Abstract

Introduction Epilepsy arising from the temporal lobe can be divided into two main types, lateral neocortical and mesial temporal lobe epilepsy (MTLE), based on the location of the seizure focus. In lateral epilepsy, the seizure focus is localized to the six-layered cortex of the temporal lobe found lateral to the collateral fissure. Several studies have attempted to identify features of the seizure pattern or history that can distinguish between these two types of epilepsy, but they share too many features to make a clear distinction in a single patient. In general, MTLE more commonly displays the typical temporal lobe seizure elements of an epigastric or cephalic aura, loss of awareness, automatisms, posturing, and postictal amnesia.

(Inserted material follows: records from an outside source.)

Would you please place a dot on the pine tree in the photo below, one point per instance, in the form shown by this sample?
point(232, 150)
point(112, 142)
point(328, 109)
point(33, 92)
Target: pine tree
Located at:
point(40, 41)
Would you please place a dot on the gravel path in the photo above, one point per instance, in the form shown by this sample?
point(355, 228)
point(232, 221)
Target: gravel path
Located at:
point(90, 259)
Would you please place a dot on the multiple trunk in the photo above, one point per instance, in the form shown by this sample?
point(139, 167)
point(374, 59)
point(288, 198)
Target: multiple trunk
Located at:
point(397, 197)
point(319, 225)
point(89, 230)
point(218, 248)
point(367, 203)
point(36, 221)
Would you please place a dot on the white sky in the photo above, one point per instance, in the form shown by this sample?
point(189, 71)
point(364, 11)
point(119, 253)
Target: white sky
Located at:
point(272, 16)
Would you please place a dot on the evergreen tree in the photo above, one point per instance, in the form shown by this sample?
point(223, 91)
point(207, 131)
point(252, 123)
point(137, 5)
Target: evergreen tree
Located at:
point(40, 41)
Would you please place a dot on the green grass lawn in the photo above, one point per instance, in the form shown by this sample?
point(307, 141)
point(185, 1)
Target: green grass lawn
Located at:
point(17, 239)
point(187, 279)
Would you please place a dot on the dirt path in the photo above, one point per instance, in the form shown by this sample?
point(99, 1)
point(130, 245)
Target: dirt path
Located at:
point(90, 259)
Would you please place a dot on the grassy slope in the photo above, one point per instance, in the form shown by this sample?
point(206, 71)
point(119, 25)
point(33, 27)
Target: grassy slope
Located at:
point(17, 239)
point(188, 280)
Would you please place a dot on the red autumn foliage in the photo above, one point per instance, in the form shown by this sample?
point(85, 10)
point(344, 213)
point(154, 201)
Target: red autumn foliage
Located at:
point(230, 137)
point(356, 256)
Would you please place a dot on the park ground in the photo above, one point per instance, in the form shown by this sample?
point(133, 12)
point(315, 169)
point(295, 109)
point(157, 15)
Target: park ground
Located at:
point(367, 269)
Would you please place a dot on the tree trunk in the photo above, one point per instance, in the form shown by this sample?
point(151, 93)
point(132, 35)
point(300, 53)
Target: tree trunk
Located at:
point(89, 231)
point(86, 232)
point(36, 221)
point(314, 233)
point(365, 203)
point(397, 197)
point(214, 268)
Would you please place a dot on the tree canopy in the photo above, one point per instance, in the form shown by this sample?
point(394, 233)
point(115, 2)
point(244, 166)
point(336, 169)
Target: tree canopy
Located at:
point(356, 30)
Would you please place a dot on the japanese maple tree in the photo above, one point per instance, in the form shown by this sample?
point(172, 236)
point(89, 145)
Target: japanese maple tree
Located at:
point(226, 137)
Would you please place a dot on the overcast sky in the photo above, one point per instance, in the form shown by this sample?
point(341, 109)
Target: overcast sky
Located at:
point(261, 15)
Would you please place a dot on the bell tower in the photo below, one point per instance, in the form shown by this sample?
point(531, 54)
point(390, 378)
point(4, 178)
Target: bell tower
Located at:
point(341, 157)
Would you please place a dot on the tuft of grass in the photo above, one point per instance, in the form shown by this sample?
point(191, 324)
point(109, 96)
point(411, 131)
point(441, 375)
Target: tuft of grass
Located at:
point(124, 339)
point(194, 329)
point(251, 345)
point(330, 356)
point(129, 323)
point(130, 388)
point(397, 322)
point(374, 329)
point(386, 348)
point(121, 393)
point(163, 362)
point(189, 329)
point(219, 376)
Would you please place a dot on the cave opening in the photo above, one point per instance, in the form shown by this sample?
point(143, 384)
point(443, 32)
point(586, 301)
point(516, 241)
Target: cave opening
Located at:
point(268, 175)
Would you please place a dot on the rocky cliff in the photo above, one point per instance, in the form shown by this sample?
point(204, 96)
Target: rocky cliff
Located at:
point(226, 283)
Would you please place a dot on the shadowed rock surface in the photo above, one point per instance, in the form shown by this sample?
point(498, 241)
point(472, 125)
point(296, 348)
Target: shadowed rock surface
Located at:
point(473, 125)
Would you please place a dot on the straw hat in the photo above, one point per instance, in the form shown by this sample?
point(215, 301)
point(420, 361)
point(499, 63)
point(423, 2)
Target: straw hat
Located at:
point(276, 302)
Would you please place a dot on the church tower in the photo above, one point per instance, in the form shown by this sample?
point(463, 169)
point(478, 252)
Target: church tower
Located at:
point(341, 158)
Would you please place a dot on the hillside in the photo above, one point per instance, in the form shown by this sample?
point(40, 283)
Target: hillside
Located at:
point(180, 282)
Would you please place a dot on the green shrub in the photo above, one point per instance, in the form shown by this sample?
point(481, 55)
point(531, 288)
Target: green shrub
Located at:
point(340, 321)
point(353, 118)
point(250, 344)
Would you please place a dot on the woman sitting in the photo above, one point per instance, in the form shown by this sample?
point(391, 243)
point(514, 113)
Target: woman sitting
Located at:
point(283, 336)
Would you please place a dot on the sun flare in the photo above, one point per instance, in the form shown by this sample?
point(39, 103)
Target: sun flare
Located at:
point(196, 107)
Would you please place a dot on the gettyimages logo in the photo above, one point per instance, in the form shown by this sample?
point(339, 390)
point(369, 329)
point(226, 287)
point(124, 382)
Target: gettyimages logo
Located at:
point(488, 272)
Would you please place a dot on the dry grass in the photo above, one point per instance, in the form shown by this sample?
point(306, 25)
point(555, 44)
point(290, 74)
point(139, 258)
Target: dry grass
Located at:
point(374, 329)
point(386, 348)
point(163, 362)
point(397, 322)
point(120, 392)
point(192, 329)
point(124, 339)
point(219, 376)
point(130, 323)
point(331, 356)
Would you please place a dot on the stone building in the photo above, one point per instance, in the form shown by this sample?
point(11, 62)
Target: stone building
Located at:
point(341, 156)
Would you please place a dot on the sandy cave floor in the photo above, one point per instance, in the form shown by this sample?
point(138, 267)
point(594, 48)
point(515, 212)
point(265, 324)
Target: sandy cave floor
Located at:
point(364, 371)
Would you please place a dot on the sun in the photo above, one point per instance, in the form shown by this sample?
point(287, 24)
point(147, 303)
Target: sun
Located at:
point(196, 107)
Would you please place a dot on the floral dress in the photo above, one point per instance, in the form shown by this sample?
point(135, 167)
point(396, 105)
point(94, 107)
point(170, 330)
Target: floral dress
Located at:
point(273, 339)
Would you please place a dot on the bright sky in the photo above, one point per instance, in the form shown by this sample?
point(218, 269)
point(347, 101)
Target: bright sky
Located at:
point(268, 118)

Lateral temporal epilepsy often manifests signs related to perisylvian structures such as an auditory hallucination or postictal aphasia, in the dominant hemisphere. It should be suspected when a temporal seizure pattern is present without mesial temporal sclerosis. MTLE is more related to childhood febrile convulsions and its structural sequela, mesial temporal sclerosis. In a series of 878 patients operated on for temporal lobe epilepsy at the MNI (1928–1973), discrete focal lesions were identified in the lateral cortex of 202. More recent surgical series have identified even more lateral cortical lesions in temporal lobe epilepsy representing an increased recognition of dysplasia and benign tumors on preoperative imaging. The two main modalities of temporal lobe surgery are the cortico-amygdalohippocampectomy (CAH) and the selective amygdalohippocampectomy (SelAH). These will be discussed separately. In this chapter we will address the surgical anatomy of the temporal lobe as well as describe the technique of CAH. In Chapter 10 the SelAH will be described in detail.